How lenders can prepare to implement and ensure success
Campbell said that the key to Assurance Financial's implementation strategy was picking a well-funded vendor. Even a good idea will fall short of expectations. When you're vetting that vendor, you want to make sure that they look long-term and not just short-term. Lenders also need to be sure that the tech is funded through development and that it will still be there next year.
Lenders should also focus on the quality of the developers and particularly their development capabilities, as far as an open Application Programming Interface (API). Campbell said that Assurance Financial was looking to pull as much data out of the platform as possible. In some instances, vendors have not built an API yet, or they are still hiding the ability to access their information. "I can see all of this data on a screen, but if I can't access it and enrich the customer experience by passing it along in different ways, it is not as advantageous," Campbell said.
Finally, the most significant attribute that lenders should look for is if the vendor can play with other partners you are using.

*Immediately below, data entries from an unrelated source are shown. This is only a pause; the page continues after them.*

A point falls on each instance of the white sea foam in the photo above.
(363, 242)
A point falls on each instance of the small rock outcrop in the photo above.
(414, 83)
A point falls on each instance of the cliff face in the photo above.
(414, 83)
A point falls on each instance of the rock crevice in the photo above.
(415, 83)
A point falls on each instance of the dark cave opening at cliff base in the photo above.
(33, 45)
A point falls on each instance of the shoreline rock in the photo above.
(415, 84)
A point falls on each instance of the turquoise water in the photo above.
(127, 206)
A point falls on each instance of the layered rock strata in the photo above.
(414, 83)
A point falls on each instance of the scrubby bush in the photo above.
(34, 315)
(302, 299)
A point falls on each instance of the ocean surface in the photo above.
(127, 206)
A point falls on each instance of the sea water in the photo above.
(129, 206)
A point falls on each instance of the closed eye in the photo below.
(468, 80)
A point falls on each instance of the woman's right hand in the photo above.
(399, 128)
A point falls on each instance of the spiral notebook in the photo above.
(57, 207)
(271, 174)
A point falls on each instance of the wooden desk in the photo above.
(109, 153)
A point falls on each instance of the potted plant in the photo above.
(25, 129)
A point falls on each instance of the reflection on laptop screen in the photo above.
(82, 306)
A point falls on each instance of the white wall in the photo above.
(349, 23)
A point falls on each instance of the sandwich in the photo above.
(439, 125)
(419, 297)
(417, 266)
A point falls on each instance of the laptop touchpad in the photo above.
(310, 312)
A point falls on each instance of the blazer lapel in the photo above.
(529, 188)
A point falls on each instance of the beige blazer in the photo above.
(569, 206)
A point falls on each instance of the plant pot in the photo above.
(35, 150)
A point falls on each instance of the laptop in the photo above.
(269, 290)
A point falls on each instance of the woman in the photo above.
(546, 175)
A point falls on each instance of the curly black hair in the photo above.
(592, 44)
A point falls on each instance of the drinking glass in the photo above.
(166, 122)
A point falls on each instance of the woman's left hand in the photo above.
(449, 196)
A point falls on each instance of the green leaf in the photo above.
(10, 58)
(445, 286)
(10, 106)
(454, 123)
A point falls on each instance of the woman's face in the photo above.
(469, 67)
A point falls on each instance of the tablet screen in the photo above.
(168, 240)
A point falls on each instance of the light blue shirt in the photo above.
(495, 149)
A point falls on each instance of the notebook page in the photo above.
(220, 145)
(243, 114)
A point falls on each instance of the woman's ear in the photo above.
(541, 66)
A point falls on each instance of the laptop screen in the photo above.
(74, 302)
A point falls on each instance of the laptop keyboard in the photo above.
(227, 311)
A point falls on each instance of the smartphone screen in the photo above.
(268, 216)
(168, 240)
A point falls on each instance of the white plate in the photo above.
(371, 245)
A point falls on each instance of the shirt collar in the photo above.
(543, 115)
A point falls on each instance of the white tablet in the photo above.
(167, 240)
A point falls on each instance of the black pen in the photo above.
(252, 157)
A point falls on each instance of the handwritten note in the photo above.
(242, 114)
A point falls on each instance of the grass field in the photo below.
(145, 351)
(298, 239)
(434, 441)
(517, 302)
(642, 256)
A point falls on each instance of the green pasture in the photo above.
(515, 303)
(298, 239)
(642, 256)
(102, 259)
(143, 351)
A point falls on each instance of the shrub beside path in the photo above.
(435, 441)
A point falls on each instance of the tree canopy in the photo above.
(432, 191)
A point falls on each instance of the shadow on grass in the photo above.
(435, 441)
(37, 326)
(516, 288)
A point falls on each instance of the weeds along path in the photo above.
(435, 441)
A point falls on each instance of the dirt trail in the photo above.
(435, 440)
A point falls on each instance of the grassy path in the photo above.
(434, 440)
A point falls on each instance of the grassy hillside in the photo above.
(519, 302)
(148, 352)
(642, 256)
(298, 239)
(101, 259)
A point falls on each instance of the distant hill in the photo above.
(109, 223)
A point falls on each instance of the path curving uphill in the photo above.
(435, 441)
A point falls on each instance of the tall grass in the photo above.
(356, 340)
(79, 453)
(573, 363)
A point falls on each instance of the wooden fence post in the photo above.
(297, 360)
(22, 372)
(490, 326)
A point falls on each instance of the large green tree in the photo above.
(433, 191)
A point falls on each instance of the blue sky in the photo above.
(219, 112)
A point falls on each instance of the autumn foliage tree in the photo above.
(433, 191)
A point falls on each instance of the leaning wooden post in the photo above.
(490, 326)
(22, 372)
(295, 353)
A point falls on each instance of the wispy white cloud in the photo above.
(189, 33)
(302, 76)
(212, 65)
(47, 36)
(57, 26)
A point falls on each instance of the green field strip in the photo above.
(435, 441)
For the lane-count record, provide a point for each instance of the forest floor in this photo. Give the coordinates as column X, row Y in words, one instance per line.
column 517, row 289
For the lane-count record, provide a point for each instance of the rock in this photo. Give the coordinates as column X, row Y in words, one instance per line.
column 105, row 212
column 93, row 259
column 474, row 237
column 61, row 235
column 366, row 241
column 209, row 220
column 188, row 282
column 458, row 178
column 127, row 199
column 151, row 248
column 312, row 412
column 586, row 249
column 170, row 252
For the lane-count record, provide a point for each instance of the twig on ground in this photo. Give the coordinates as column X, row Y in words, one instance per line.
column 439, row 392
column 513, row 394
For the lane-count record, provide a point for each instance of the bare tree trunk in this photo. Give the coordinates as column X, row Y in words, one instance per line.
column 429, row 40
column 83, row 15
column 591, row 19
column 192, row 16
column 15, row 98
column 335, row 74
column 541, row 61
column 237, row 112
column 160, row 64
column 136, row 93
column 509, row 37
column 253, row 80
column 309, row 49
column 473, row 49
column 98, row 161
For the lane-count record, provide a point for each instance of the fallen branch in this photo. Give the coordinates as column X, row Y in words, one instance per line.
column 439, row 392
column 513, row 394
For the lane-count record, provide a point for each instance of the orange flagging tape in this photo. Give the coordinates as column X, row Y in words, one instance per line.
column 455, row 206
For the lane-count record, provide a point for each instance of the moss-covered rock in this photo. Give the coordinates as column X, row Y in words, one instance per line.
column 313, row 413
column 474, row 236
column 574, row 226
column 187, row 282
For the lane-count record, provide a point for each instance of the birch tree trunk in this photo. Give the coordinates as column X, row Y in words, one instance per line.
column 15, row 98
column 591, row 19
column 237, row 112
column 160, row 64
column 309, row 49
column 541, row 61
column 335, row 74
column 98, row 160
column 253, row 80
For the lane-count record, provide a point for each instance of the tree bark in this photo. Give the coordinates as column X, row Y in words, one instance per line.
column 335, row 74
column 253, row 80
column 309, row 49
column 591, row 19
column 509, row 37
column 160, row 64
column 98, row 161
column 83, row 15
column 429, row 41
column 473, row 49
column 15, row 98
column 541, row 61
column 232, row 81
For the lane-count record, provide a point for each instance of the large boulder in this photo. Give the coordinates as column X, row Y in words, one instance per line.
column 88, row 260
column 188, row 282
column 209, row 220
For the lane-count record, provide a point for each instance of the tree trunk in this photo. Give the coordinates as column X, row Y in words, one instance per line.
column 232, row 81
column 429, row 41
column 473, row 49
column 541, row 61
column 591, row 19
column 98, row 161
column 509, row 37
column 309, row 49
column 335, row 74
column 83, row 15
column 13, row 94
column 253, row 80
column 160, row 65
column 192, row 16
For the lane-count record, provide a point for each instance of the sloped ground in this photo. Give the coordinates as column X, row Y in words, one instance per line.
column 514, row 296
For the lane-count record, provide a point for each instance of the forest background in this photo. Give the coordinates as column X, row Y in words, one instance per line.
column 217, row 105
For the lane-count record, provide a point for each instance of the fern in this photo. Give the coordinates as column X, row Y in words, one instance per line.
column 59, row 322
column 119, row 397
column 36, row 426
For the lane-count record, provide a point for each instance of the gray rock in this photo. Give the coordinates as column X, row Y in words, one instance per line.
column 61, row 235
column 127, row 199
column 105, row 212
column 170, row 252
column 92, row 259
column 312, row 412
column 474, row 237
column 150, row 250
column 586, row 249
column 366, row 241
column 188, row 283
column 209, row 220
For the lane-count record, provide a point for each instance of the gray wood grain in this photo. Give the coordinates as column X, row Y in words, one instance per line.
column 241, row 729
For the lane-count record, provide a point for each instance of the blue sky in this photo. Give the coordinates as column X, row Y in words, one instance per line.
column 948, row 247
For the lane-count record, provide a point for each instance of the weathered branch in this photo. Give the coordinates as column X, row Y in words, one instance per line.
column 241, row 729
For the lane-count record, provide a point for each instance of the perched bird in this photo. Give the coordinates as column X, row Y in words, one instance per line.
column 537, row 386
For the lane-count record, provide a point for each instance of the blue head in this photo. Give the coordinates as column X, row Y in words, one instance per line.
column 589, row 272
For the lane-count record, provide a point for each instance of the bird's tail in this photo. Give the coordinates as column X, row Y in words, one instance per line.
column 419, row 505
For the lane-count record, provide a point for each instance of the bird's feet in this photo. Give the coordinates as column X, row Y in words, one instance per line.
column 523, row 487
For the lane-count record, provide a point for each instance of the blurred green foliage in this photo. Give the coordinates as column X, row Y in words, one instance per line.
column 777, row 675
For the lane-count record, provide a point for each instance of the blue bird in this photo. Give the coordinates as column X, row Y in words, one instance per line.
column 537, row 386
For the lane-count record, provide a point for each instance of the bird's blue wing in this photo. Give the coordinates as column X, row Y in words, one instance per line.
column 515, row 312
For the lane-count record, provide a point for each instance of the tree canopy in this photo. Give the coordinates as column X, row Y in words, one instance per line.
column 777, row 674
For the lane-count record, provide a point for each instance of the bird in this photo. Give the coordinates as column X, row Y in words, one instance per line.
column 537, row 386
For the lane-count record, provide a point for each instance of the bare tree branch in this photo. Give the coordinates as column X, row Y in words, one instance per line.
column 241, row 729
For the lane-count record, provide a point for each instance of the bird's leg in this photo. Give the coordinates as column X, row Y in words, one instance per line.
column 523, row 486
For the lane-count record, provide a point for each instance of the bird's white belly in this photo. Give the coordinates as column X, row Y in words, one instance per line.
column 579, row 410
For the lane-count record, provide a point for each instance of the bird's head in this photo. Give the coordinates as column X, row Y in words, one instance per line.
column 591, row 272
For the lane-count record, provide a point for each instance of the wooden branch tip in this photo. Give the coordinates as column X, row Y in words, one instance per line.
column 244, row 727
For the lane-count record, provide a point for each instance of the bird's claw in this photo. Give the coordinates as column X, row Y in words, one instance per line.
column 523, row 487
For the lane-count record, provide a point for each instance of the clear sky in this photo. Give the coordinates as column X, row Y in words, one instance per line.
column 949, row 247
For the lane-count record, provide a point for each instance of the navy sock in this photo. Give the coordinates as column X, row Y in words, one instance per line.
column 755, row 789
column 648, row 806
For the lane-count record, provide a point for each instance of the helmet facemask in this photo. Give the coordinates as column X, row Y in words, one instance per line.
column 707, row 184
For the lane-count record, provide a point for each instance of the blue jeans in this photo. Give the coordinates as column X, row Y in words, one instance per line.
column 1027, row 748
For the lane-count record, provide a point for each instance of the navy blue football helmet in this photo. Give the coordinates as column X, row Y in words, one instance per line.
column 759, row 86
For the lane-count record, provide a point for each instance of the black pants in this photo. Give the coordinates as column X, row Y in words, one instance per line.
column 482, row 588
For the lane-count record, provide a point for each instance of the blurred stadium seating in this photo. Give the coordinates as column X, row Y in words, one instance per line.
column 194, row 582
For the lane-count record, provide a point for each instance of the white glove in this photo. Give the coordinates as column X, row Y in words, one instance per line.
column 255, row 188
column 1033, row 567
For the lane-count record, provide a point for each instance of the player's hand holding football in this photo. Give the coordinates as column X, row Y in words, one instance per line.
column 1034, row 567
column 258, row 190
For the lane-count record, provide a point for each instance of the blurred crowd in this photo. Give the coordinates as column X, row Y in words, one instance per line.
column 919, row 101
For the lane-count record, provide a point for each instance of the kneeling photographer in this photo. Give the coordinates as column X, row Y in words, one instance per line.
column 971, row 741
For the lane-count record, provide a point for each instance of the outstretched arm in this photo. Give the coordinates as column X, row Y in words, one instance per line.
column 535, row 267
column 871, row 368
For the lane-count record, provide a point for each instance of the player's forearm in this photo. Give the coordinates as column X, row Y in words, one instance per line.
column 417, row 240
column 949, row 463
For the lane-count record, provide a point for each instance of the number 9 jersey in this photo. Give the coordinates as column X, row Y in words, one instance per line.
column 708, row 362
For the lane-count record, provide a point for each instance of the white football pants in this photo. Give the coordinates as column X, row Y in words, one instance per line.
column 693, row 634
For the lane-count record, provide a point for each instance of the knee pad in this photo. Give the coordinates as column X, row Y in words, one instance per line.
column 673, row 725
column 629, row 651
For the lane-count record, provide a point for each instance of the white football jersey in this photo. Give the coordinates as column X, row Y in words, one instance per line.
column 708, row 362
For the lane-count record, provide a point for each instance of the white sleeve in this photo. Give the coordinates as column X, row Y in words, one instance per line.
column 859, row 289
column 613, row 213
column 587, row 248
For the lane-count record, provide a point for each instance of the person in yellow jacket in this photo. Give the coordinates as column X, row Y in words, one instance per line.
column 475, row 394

This point was crucial for Assurance Financial's selection of Reggora. Campbell said that had Reggora not been as deeply invested in integration with Encompass it “would have been a different ball game” for Assurance Financial. Lenders should be looking for vendors willing to play with additional partners and allow the lender customer to take their API and put it into some backend capabilities. “Reggora hit all of those things and batted a thousand on those things,” Campbell said. “And so the seamless integration with Encompass was a big win.”
That should be standard for all lenders currently making the digital transformation because the industry is constantly changing. Zitin points out that those changes are beginning to take hold of the appraisal process on the regulatory front. The GSEs have announced many changes coming this year, mostly in terms of desktop appraisals, but other new approaches to valuation are on the horizon. For example, Freddie Mac updated its automated collateral evaluation (ACE) eligibility for appraisal waivers and introduced ACE+ PDR (property data report), beginning July 17, 2022; Fannie Mae posted some guidance on appraisal waivers, although not an exact timeline for a similar offering.
Alexander said that Assurance Financial plans to adopt all of them. "The key is that the technology is there for us to use these new items other than a full appraisal in the future to instill, meet the requirements of the GSEs," he said. "We must adopt those products to provide that customer satisfaction, and we can maybe reap a return customer when they go to get that next loan.
"You want to be able to make sure that you're evolving as technology's evolving, but also as products are opening up that you can offer the customer more than just the mortgage. Can you offer them a home equity line of credit or offer another mortgage service that they may need in the future?"